Should Parents Bury Miscarriage Remains?
N E W Y O R K, Oct. 26 -- Two years ago, Cecelia McGregor had a miscarriage. She was 10 weeks into her pregnancy.
But today the 29-year-old nurse and mother of two from Minooka, Ill., a suburb of Chicago, says she is still fighting to obtain what’s left of the remains of the baby she named Angelica Rose from the hospital where she had a procedure to remove the dead tissue that remained in her womb after she miscarried.
She says she has been struggling with Provena Saint Joseph Medical Center, in Joliet, Ill., to get what she calls the “products of conception,” some of which she thinks the institution still may possess, so the remains could have a proper burial.The hospital refuses to comment, citing patient confidentiality
McGregor is part of a small but growing movement of parents and healthcare professionals nationwide who are demanding hospitals give parents the option of burying or cremating remains left from a miscarriage. McGregor says she had asked nurses and laboratory technicians about what would happen to the tissue after her procedure, but could not get any information.

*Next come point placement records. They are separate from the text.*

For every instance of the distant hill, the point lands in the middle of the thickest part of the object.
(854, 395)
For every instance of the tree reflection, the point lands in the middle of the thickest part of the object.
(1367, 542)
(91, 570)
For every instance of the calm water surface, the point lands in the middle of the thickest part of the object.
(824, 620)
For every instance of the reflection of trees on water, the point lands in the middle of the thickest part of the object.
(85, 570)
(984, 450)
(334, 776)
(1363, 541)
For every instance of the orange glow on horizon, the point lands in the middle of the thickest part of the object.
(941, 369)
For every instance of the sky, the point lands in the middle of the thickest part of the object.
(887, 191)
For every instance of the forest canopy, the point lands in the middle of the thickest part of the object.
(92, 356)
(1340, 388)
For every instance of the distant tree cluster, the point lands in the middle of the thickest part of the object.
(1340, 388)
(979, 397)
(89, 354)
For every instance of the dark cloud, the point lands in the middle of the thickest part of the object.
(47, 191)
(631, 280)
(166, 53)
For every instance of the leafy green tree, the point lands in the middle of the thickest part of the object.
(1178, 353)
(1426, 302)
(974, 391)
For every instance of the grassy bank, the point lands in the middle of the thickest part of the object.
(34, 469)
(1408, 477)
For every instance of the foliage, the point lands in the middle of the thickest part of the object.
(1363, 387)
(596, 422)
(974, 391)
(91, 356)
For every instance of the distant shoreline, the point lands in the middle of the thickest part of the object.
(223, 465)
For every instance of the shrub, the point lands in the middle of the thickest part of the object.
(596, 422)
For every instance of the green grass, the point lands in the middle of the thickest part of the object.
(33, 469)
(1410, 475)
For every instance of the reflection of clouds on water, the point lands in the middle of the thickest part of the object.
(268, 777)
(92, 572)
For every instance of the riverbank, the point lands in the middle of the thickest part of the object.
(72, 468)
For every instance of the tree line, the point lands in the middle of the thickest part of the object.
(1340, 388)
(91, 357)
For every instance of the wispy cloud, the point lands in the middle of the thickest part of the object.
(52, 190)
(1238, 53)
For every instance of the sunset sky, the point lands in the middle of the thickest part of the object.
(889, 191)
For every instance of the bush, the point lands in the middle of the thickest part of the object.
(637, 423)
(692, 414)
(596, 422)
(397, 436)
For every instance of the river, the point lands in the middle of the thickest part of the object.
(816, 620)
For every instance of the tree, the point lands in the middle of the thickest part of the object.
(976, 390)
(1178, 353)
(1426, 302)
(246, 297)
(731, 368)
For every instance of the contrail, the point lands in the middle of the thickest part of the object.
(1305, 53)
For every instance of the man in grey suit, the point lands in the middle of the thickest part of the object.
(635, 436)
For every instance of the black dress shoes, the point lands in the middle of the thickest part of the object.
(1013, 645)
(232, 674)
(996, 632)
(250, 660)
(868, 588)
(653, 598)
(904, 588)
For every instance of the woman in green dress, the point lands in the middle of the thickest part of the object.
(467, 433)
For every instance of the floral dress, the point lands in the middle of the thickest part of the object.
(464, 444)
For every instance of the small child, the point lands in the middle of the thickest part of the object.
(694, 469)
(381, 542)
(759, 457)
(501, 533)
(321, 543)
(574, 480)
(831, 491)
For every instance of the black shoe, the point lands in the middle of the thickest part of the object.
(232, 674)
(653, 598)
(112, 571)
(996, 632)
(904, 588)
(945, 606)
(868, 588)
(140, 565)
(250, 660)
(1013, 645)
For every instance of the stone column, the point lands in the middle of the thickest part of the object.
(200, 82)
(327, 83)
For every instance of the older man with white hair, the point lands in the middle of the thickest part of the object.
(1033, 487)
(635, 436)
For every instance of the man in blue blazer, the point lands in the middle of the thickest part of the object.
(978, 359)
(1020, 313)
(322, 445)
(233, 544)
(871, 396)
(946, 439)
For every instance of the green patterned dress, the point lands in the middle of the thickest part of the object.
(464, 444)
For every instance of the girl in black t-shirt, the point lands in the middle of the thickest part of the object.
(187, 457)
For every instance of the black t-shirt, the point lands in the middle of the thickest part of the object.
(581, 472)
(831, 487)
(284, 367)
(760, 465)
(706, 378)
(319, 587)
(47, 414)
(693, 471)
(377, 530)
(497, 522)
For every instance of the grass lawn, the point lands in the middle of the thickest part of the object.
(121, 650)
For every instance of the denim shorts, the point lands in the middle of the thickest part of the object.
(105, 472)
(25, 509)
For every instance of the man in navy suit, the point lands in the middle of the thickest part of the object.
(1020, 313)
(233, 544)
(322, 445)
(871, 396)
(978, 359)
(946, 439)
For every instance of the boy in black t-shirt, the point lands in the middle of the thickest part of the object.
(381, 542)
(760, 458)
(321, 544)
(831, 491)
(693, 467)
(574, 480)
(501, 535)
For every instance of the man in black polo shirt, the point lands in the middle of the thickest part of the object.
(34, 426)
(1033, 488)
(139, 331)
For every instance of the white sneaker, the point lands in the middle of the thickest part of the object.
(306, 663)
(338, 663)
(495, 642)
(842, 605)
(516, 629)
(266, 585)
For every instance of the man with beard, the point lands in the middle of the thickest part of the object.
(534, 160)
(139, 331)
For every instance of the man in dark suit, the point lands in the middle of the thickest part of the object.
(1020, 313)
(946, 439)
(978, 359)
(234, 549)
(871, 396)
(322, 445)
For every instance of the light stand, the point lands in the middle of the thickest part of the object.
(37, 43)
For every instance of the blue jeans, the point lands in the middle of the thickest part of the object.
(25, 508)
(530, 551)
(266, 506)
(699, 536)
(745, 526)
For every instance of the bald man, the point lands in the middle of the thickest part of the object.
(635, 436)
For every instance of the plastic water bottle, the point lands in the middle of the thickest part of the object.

States Address Older Fetuses
While most states, like Illinois, only give parents choice in the disposition of the remains after 20 weeks of pregnancy, a few states, such as Massachusetts, require hospitals to tell parents they can control the burial or cremation of remains after any stage of a pregnancy loss. Funeral homes handle the arrangements. Parents in the Bay State also can ask the hospital to handle the remains, which may or may not bury or cremate the remains.
But in the majority of states, contents of the womb prior to 20 weeks of gestation would be handled like medical waste. Hospitals incinerate the material as they would tumors or gallstones.
Experts say some parents are becoming more attached to developing fetuses these days than they were decades ago. There are a number of reasons — technology such as ultrasound and in-vitro fertilization has called unprecedented attention to developing human life, as have the efforts of the anti-abortion rights movement. As a result, parents experiencing miscarriages are experiencing grief from them more acutely, and are seeking rituals to give them comfort. Approximately 500,000 miscarriages occur in the United States each year.